Except when I misplace it.
 
Which is frequently.
 
“Look in your pocket,” Benson says with apologetic warmth in his voice. “It’s always in your pocket when you can’t find it.”
 
Making a silent wish, I dig into my pocket and breathe a sigh of relief when my hand closes around the familiar tube. “You’re a genius.”
 
“You’re an addict,” he counters.
 
“I’m telling you,” I say, pausing to rub my lips together, “in five minutes I’ll just have to do it again. I think I’ve become immune.”
 
“I think you have a serious problem, Tave. You need to go to therapy.”
 
“You’re so weird,” I say, turning back to my homework.
 
“No, seriously,” Benson says. “It’s almost three o’clock.
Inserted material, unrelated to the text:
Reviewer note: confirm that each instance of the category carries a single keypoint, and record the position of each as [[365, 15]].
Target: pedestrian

You need to get to physical therapy.”
 
I hesitate. In the face of everything that has happened, going to physical therapy seems so small. So unimportant.
 
As though reading my thoughts, Benson squeezes my hand as he says quietly, “Let me think on this for a bit. It’s hard to take in all at once. Go ahead and go to your appointment and text me later, deal?”
 
I muster up a smile and say, “Deal,” feeling a little better. I pull on my jacket and, in a playful impulse, grab Benson’s face, planting a ChapStick kiss on his cheek.
 
As soon as my lips make contact with his skin, he stills, his hands tightening on my arms, and I wonder if I’ve made a mistake.
 
But then he’s wiping his cheek and his eyes aren’t on me and I’m not completely sure it happened at all. ‘Tavia,” he protests. “Gross!”
 
“See you tomorrow,” I say with a little finger wave.
 
“Addict,” Benson hisses one more time just before I reach the front doors.